By Alex Stewart
As with any other college or university sport, quidditch athletes are concerned about the drop off that can occur during the summer months where regular practices do not occur. Traditional options for playing over the summer have included Major League Quidditch (MLQ), as well as fantasy tournaments all across the country and local practices in some cities; however, there are drawbacks for each of these. This summer the Texas Secede League (TSL) will provide players with a new option to compete for their city against other cities within Texas.
The Texas Secede League is run by Beth Clementi-Peavler to provide quidditch players from all across Texas with a way to continue playing throughout the summer, while avoiding the expenses that come with leagues such as MLQ. It is only $20 to participate in the league and the season includes four tournaments. Players in the Southwest especially are interested to see how this league’s first official season will pan out. Similar to MLQ, the teams are formed based on where you live. However, there are no tryouts to limit the number of participating players and there are really no distance restrictions. Anyone is allowed to sign up with whichever team they choose, though it is recommended to play with a local team.
Presently, there are teams from Austin, College Station, Dallas, Houston, and San Marcos. As of now, four of the five teams have surpassed 26–players minimum required to have the opportunity to split into two teams, a decision that will be left up to captains of each individual team.
Each of the four tournaments will take place in a different city in Texas, giving different teams the home field advantage. The season will start on May 27 in Austin. The second round will be held in San Marcos on June 24, and the third in Houston on July 15. The championship will take place in Dallas on August 5. The first three tournaments will be set up round robin style, with each team playing three to four games a tournament. The results of those tournaments will determine the bracket seeding for the championship tournament at the end of the summer.
Clementi-Peavler described her vision as creating something between the competitive MLQ season and the informal nature of fantasy tournaments.
“[My goal is] to facilitate a more casual, relaxed league without the regulation and formalities,” she said. “Teams are free to be as serious as they want to be or be more of a ‘drinking league’. With TSL, teams have the freedom to elect their own leadership, set their own costs or ideas as far as uniforms or names. I’m trying to let this league be whatever the people want it to be through polls, individual feedback, [and] forums.”
She also mentioned the benefits of playing with a set team for several tournaments – a team that is different from the team you play with during the regular season.

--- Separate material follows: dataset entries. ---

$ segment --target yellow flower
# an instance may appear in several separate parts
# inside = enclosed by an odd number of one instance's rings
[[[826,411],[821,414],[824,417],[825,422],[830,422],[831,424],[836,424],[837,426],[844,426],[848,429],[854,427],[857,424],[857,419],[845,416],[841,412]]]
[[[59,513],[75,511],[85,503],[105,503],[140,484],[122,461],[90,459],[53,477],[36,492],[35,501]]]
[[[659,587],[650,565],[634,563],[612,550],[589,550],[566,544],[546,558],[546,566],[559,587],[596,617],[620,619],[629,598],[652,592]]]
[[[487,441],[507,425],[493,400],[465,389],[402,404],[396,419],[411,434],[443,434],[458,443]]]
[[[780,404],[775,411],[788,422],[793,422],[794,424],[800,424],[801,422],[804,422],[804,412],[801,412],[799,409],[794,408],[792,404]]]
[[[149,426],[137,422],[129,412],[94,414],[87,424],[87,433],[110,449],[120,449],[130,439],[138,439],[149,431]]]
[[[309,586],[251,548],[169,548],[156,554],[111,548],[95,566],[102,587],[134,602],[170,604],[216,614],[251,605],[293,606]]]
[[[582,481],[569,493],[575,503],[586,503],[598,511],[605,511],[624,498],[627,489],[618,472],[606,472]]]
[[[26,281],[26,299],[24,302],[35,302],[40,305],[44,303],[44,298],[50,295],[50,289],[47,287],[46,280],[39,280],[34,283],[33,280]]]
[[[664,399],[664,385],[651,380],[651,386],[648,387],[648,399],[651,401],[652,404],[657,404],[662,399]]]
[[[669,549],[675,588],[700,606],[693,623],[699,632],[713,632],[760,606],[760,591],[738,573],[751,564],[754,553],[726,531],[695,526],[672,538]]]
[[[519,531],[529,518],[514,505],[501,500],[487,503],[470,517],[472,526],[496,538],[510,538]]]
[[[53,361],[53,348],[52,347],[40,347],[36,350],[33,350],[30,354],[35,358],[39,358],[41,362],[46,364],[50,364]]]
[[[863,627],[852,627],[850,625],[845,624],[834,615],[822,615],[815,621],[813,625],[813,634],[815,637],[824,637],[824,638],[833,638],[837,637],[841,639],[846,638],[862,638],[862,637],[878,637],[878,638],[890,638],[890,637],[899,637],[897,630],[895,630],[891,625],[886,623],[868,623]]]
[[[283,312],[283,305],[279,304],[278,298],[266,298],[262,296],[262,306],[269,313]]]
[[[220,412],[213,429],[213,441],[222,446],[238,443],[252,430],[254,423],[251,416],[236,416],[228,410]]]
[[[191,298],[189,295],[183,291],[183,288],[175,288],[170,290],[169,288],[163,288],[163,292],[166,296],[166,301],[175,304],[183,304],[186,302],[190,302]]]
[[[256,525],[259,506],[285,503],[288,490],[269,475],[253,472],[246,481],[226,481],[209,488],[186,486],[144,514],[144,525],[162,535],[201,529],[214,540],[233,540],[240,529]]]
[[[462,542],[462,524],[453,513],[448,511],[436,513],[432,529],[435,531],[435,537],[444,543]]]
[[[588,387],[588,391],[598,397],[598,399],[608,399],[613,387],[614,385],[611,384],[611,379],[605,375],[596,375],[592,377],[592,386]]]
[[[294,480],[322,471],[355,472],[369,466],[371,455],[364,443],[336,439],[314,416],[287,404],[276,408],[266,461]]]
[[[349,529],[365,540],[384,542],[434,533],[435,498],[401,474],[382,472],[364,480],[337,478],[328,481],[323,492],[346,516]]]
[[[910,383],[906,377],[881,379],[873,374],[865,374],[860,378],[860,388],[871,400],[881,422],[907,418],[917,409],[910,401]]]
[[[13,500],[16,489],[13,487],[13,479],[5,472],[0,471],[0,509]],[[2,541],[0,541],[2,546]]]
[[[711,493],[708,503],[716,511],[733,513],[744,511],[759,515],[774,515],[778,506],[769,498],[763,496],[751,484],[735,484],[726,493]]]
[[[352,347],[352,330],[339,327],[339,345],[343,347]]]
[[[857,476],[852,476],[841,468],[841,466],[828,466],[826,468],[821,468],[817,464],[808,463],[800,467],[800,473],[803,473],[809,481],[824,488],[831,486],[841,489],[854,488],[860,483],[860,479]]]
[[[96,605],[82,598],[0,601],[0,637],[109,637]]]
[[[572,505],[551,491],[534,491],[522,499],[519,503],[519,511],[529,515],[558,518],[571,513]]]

“Having a stable group of people to practice with is great for individual development as well,” she said. “Interacting with people from different teams consistently opens up to new drills, new strategy, new challenges. Especially at beater, you get comfortable playing against your university teammates all the time. I know for me, scrimmaging with [Texas State University – San Marcos], when a chaser or beater set comes down on offense, I know how they run, how they throw, how good they are at blocking, how they will attack. Mixing it up against Texas Tech Quidditch, SHSU Quidditch, and Lone Star Quidditch Club players over the summer got me practice against different styles.”
This sort of collaboration between players from different teams is likely to have some very big payouts for the region in general. Exposure to new strategies gives players more options when facing teams whose playing style differs from their own.
Clementi-Peavler’s goals for the Texas Secede League also reach far beyond the hard boundaries of the quidditch pitch, with hopes of hosting post–tournament socials to encourage community growth. Her experience running tournaments and general knowledge of the sport, paired with the flexibility that comes with operating outside some of the larger quidditch and university bureaucracies, the Texas Secede League is likely to see a lot of success in its first season.